Interesting ideas. Thanks, Charles.

I have read about that moss that Ray sells. That really is an interesting idea.


----------



## Ray (Oct 31, 2011)

Thanks, Rick.

Sorry for the slow response - just got power back after the freak storm.


----------



## Rick (Oct 31, 2011)

Ray said:


> Thanks, Rick.
> 
> just got power back after the freak storm.



How did you hold up?


----------



## NYEric (Oct 31, 2011)

cnycharles said:


> if anyone uses live moss that they've gathered from the woods, make sure that you kill any bugs, eggs or fungi etc that might be living in it (ouch). forest millipedes invaded one shelf when I tried to use moss for ancistrochilus



BTW, I still have that box of LIVE MOSS THAT YOU GATHERED FROM THE WOODS for me last year!!!!!!, I haven't opened it yet. oke:


----------



## cnycharles (Oct 31, 2011)

might want to nuke it first 

I think you can use any of that moss for 'non-live' uses if you let it dry out, wet it and then dry it out again. anything with eggs or such would probably hatch and then die. lots of people use dried non-sphagnum moss for potting, but I guess it's better to treat it


----------



## Stone (Oct 31, 2011)

Thanks for the feedback everyone.
Shame I'm asleep while you're all typing. Interesting to note that some are using mesh pots and the like. I've been experimenting with some 4'' mesh pots
and find that because they are drying out at least 3 times faster than usual
I can use a much finer mix inc. moss oak leaves etc and even cultivate live moss on the pot surface without worrying about the the roots not getting 
enough air. I can also water the crap out of them hence I can feed more so 
that's got to be a good thing no? At least for the leafmold eaters.


----------



## Rick (Oct 31, 2011)

Stone said:


> Thanks for the feedback everyone.
> Shame I'm asleep while you're all typing. Interesting to note that some are using mesh pots and the like. I've been experimenting with some 4'' mesh pots
> and find that because they are drying out at least 3 times faster than usual
> I can use a much finer mix inc. moss oak leaves etc and even cultivate live moss on the pot surface without worrying about the the roots not getting
> ...



Might check your humidity levels before getting too excited about pot types.

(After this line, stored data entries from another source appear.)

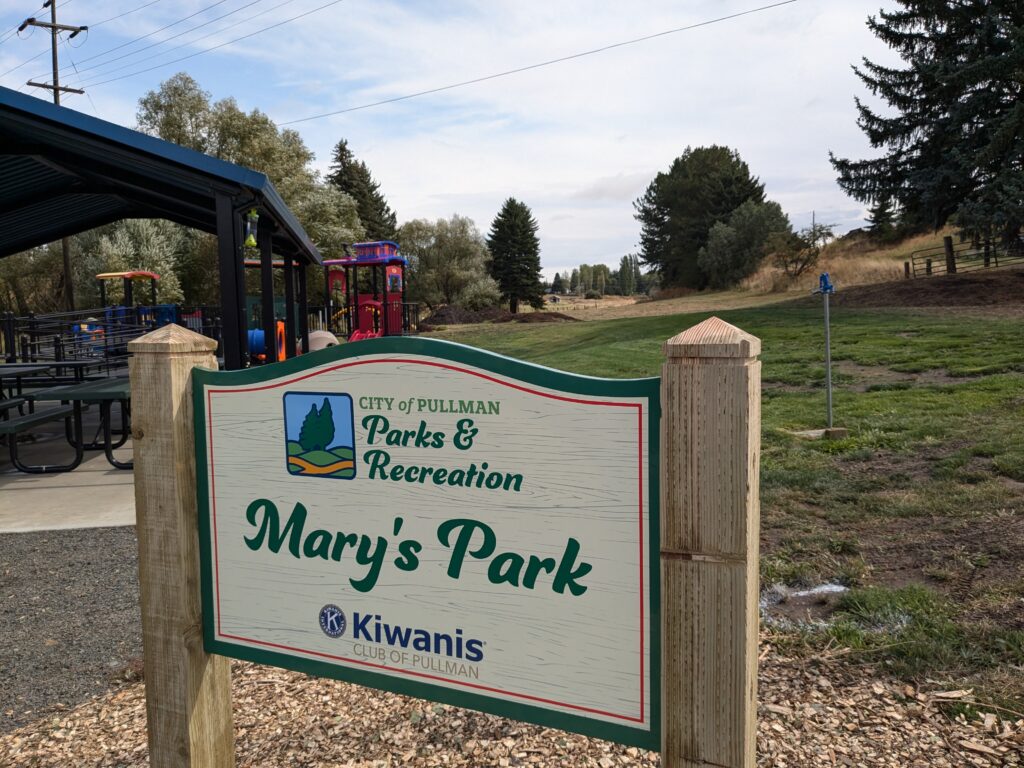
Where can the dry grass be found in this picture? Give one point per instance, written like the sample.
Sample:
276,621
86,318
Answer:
850,262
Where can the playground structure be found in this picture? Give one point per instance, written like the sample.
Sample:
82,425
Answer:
364,298
373,285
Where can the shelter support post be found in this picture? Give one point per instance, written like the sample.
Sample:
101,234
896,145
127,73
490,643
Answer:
303,306
232,302
266,291
289,308
711,431
328,299
187,691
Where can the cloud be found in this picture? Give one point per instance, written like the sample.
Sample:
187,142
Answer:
578,141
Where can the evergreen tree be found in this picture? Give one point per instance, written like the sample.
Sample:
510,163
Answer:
317,427
954,144
627,282
353,177
679,208
515,255
735,249
882,217
638,276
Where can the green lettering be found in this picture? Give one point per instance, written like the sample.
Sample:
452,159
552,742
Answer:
269,527
535,567
505,568
461,547
378,460
566,576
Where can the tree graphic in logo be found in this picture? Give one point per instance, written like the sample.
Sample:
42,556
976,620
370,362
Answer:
318,430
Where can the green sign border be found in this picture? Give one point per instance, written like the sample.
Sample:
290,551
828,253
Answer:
513,369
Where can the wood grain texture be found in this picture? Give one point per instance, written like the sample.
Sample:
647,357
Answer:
710,520
188,696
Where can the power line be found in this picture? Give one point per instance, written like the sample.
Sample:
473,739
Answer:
88,95
161,42
229,42
13,30
28,60
42,52
127,12
550,61
151,34
197,40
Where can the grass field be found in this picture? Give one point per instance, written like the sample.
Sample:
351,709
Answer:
920,511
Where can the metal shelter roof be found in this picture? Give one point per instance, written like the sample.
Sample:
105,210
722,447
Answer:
62,172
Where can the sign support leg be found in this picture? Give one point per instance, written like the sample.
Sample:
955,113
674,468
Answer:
711,438
827,364
187,691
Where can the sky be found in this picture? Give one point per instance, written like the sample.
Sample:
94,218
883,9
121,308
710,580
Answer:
578,141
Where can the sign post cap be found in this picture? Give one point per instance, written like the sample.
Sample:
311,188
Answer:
174,339
713,338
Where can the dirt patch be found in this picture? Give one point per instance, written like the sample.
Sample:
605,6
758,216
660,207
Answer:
872,377
1003,288
455,315
538,317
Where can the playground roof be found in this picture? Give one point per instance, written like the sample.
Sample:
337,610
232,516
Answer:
62,172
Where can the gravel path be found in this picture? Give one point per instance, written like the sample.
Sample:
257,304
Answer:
813,712
69,617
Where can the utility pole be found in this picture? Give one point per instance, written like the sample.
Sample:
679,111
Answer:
55,29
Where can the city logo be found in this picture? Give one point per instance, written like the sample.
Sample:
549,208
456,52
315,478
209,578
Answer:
320,433
333,621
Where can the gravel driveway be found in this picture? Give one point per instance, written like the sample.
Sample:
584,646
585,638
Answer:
69,617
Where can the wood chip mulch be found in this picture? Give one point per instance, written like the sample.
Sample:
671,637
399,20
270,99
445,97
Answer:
816,712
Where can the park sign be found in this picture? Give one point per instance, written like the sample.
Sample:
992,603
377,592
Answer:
432,519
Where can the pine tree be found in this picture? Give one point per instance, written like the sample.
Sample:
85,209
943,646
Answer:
515,255
627,278
882,217
317,427
679,208
352,176
954,144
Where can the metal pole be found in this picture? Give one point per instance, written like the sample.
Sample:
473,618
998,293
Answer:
827,363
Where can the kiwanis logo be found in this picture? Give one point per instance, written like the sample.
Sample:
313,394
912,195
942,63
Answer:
318,432
333,621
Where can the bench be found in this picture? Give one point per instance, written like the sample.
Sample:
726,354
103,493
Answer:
10,403
13,427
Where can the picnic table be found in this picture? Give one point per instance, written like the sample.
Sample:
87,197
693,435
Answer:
104,392
11,384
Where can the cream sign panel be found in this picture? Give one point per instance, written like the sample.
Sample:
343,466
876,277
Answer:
436,520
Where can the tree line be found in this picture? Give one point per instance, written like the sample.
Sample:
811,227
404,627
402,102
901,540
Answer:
451,261
595,281
952,153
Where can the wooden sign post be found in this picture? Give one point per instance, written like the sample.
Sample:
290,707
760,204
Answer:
187,690
711,434
436,520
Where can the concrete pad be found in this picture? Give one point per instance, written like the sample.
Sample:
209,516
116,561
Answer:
94,495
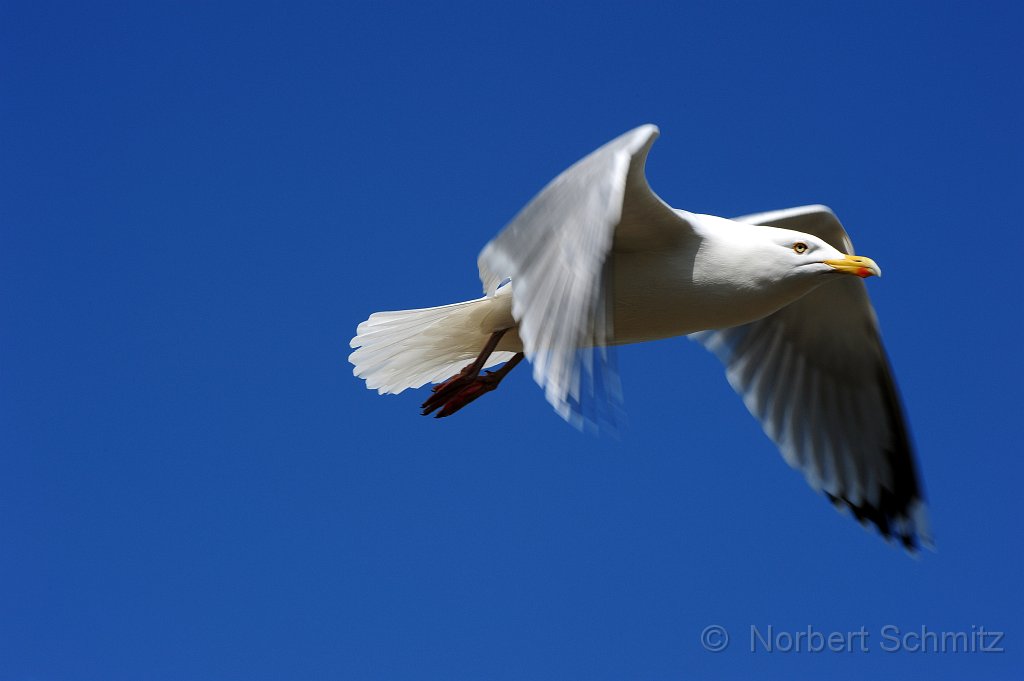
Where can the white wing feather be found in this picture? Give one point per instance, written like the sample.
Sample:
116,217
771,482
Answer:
555,251
816,375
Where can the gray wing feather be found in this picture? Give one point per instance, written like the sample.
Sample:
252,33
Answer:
555,251
816,375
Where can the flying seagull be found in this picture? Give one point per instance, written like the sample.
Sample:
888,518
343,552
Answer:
597,259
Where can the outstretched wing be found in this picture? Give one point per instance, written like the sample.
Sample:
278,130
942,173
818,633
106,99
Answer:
555,251
817,377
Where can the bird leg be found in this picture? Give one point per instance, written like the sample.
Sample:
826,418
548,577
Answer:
468,384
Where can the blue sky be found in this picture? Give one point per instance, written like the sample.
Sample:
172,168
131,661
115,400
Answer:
198,205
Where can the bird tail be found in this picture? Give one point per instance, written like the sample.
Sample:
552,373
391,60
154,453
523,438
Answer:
408,348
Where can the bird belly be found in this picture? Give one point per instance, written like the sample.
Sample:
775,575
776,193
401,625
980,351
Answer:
657,295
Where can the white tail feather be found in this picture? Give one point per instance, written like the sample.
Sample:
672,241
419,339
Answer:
408,348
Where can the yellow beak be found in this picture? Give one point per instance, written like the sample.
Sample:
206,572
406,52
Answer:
856,264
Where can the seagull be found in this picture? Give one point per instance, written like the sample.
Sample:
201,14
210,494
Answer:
597,260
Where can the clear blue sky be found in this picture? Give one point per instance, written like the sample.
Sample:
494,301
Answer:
199,204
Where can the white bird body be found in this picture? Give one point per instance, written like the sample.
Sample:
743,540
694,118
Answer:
596,259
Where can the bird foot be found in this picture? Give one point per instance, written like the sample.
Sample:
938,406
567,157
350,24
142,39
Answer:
458,391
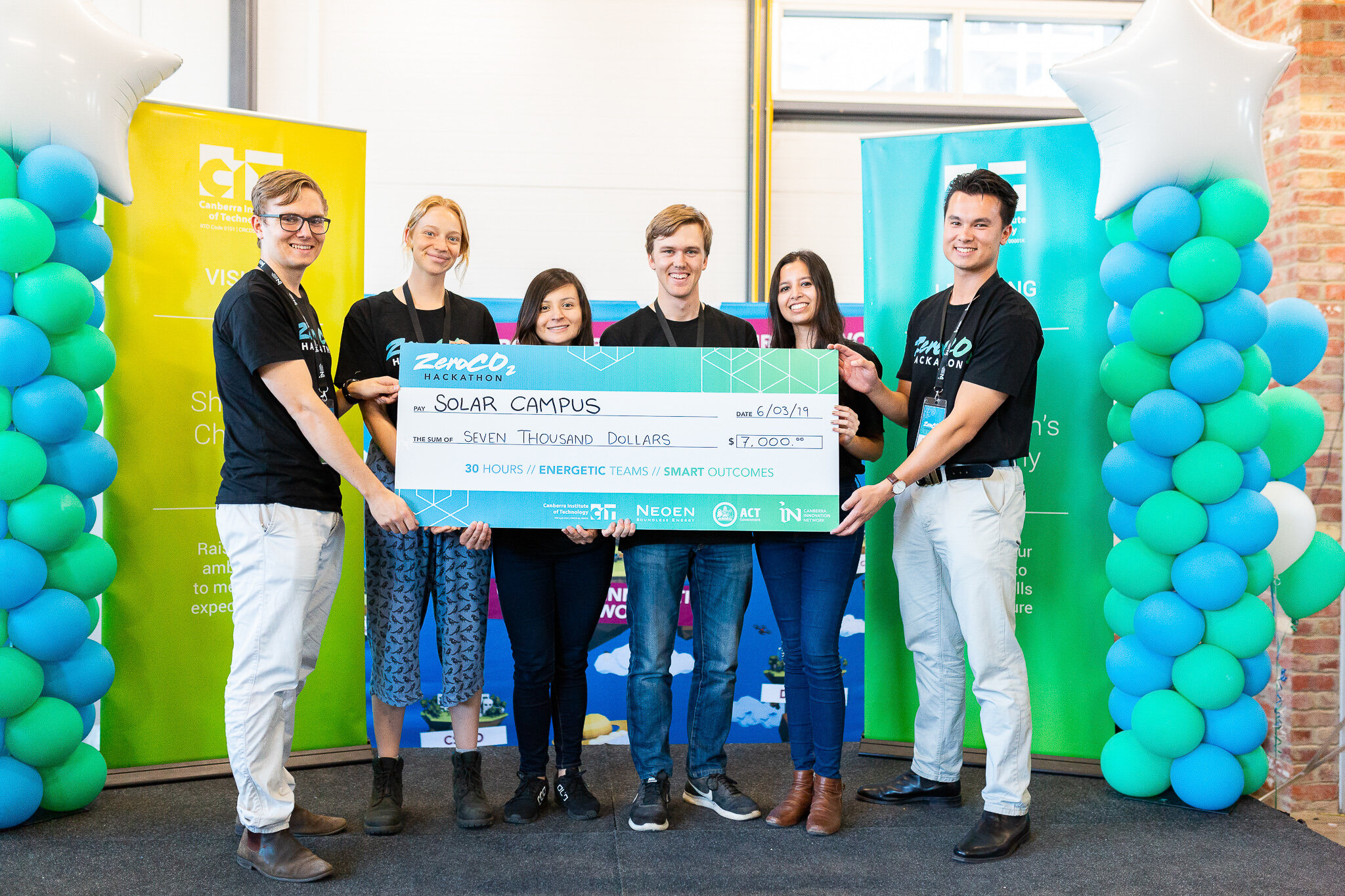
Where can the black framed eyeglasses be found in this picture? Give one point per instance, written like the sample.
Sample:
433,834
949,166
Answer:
292,223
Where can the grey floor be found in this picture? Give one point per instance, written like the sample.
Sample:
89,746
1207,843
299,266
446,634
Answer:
178,839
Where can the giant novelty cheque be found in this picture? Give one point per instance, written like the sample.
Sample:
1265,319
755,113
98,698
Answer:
670,438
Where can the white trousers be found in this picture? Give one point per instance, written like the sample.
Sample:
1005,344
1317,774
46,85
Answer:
286,566
956,548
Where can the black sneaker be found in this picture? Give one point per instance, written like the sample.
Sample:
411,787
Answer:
720,793
575,797
526,805
650,807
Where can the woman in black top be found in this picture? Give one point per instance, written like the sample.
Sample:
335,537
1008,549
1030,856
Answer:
450,565
808,574
552,585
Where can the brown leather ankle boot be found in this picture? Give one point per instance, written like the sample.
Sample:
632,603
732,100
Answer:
825,813
795,803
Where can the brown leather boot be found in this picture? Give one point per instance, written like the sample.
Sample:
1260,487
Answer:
825,813
795,803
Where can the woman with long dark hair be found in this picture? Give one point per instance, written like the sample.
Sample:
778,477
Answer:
808,574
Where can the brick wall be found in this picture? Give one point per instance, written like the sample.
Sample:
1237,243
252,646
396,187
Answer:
1305,160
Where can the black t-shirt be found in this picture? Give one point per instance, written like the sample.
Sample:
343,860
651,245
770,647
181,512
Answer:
267,457
377,327
721,331
997,347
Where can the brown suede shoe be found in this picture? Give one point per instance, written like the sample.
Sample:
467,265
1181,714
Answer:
795,803
825,813
280,857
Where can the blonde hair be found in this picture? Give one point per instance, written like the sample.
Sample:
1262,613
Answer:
440,202
667,221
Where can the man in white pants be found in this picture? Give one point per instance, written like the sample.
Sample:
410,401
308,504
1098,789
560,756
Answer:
278,512
966,395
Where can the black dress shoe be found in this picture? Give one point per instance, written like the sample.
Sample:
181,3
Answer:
994,837
911,788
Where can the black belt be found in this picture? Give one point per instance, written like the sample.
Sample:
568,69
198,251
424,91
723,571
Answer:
962,472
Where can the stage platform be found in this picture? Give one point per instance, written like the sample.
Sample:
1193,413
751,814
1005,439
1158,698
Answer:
178,839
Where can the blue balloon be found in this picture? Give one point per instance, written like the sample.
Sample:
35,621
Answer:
20,792
51,626
24,351
24,574
1168,625
1208,778
1121,704
1137,670
1207,371
1130,270
1121,516
84,245
1118,326
82,677
85,464
1239,319
1255,469
1256,268
1165,218
50,409
1165,422
1294,340
1255,673
1211,576
1133,476
1245,523
58,181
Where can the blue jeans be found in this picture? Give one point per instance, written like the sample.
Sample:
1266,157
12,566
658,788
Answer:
721,582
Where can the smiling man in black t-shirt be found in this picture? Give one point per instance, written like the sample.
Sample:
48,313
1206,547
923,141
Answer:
966,394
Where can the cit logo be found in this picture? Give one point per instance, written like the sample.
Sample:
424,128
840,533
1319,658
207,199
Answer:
225,177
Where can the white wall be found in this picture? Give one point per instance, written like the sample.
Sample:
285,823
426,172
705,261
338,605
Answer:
562,128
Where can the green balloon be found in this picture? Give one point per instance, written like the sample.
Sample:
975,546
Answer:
84,356
1208,676
1255,770
1208,472
1133,770
1137,570
1129,372
1170,523
85,568
74,782
1241,421
1245,629
1166,725
43,734
47,519
1119,613
53,296
1296,429
20,681
1206,268
1314,580
1165,322
22,465
1234,210
1118,423
26,236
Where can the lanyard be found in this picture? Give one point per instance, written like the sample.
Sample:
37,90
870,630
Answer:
410,309
667,331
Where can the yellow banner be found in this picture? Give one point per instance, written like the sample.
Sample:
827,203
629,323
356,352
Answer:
178,247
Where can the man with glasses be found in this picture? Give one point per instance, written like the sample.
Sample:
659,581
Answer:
278,512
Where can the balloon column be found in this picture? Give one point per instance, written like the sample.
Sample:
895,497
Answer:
53,359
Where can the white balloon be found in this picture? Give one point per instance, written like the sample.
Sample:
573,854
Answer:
1297,523
70,75
1178,98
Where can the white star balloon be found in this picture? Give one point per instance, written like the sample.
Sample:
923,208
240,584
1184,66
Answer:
70,75
1178,98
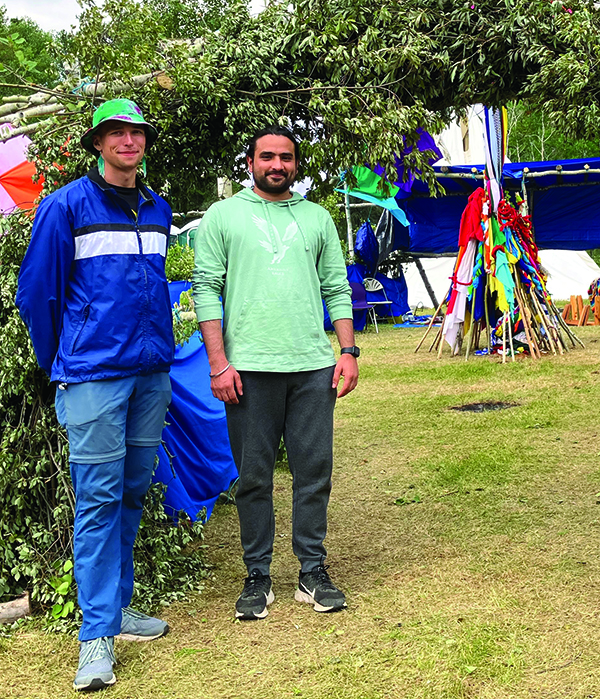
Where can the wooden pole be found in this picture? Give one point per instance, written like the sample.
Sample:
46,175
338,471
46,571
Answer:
349,234
533,350
471,327
509,325
430,325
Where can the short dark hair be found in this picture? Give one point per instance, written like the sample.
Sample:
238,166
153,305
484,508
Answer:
273,130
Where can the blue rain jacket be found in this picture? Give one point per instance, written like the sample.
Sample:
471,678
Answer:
92,286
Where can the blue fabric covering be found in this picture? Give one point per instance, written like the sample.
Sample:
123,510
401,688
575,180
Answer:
564,217
366,246
196,434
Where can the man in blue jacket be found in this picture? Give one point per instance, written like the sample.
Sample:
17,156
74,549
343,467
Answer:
94,296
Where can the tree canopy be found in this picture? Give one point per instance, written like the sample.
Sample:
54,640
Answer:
355,78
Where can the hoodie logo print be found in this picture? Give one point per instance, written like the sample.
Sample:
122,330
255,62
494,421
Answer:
274,243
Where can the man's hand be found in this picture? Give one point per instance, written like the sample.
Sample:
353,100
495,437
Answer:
227,387
346,367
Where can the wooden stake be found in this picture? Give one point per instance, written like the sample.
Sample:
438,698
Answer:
471,327
436,339
430,325
543,320
509,325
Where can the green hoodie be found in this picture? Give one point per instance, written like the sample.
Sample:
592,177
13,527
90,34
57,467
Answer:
272,262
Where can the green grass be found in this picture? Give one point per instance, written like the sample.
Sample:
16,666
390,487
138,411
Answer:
467,544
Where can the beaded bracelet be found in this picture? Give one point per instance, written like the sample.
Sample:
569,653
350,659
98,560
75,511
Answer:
214,376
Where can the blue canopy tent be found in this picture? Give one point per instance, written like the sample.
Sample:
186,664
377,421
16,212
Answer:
563,198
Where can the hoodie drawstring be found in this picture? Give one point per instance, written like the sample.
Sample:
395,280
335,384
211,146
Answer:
291,210
269,227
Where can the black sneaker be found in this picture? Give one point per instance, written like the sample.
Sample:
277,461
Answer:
257,594
316,588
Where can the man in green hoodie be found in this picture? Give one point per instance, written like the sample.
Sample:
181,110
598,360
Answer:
273,256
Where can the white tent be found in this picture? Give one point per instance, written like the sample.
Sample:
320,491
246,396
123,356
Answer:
570,272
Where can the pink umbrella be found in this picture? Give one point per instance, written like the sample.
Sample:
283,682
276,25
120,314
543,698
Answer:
17,188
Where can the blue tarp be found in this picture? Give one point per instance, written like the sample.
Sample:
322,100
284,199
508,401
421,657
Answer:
565,208
396,290
196,434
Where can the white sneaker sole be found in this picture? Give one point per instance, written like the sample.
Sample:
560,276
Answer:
94,685
140,639
300,596
261,615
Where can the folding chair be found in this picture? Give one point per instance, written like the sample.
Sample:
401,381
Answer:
374,285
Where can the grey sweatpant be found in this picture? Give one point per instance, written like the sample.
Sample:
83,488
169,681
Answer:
298,406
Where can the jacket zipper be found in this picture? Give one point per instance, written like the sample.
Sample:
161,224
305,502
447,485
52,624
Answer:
86,313
147,299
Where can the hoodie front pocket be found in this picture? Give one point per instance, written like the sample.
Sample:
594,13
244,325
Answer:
275,327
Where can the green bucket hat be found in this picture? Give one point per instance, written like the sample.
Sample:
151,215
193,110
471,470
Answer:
117,110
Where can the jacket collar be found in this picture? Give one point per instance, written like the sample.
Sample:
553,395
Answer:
97,178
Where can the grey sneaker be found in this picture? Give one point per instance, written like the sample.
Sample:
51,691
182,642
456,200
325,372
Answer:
136,626
96,658
316,588
257,594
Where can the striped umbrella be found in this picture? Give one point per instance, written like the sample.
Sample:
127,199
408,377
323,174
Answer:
17,188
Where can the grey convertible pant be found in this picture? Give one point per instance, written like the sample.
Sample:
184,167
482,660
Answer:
298,406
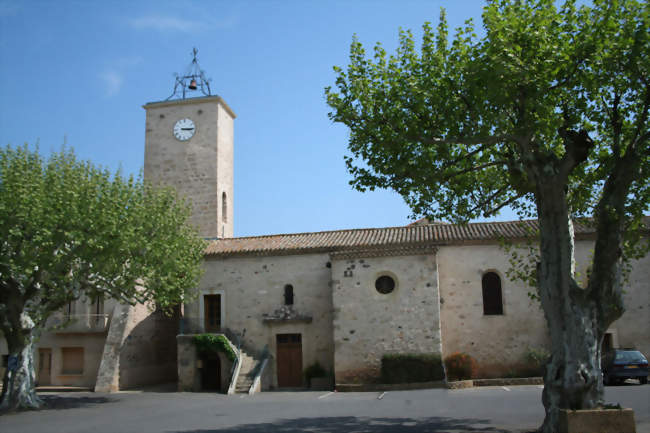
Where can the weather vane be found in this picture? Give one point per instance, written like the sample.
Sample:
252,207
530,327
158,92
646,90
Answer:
193,80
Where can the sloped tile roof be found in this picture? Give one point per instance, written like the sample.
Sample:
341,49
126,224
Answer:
378,238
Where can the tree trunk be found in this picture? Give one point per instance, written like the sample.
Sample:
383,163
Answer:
19,387
572,379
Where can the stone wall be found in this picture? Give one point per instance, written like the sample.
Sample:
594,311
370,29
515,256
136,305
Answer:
252,296
140,349
190,366
369,324
500,342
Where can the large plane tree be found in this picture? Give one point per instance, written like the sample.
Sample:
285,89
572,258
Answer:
70,230
547,114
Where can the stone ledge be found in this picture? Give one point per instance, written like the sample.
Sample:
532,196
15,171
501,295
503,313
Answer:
460,384
597,421
509,381
368,387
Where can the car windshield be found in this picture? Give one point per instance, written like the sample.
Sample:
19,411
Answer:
629,356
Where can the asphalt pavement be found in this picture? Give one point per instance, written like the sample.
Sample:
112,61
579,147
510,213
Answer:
485,409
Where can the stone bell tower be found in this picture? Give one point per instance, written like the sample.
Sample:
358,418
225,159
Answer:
189,146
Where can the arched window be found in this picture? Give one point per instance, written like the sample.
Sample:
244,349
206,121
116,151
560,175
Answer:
288,294
492,300
224,207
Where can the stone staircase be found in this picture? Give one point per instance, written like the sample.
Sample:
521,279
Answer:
246,373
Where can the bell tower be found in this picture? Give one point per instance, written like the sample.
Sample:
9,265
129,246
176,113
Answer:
189,146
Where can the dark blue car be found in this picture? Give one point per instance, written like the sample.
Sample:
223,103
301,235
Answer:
621,364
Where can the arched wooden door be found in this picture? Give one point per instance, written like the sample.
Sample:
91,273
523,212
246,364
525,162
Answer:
211,373
289,360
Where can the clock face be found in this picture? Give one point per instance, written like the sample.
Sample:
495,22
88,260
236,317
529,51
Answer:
184,129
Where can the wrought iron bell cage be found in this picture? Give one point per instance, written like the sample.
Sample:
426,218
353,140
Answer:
192,81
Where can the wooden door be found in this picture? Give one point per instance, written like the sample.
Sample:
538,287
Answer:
289,360
211,374
44,367
212,313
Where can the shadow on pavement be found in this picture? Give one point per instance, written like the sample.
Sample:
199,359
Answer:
57,402
365,425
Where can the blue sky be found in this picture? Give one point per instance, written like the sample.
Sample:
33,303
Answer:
79,72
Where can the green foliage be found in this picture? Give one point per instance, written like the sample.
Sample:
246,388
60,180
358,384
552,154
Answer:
460,366
409,368
537,358
463,127
210,344
314,370
73,230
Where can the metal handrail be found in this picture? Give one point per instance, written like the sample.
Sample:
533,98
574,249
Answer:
236,367
259,370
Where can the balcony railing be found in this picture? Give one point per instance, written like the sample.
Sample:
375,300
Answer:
79,323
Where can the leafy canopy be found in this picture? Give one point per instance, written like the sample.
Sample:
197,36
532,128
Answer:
459,126
70,229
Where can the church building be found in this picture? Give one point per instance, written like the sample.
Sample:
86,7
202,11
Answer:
283,303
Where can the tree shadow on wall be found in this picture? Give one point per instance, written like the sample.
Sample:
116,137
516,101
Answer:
148,355
365,425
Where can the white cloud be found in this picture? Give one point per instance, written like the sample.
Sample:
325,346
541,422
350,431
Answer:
113,81
162,23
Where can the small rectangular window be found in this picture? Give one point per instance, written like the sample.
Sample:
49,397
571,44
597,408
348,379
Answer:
73,360
212,312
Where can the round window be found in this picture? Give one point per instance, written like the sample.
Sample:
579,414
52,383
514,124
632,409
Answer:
385,284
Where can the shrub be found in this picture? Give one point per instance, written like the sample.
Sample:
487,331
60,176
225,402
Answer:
460,366
536,358
314,370
207,344
409,368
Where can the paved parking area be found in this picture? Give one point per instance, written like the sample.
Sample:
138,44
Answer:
489,409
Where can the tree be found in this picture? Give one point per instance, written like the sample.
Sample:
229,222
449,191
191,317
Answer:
546,114
69,230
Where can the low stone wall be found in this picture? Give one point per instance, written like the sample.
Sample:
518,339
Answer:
369,387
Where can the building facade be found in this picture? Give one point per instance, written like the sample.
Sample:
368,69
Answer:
341,299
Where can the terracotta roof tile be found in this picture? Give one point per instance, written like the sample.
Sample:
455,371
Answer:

Low air humidity is a pretty basic stress on orchids. It should stay above 50%, and my best results are when the GH stays above 70%. At that point my mounted plants (no pots or substrate) are doing great with just a fast misting every day, and baskets stay damp for 3 or so days in a row without heavy watering.

But I'm a heavy handed watering fool, so the baskets are very forgiving of frequent watering.


----------



## Stone (Oct 31, 2011)

Yes Rick,Humidity is always between 50 and 70 and mist once or twice a day 
when the weather is fine


----------



## Ray (Nov 1, 2011)

Rick said:


> How did you hold up?



No losses.

Battery backup in the GH (heater and fans only) gave me plenty of time to get the auxiliary heater up. We managed to get through it with a space heater on our back porch.

It sure was nice to get heat and hot water, though, so we could take a shower!

(Today, the shop the "fixed" my generator is picking it up to try again...)


----------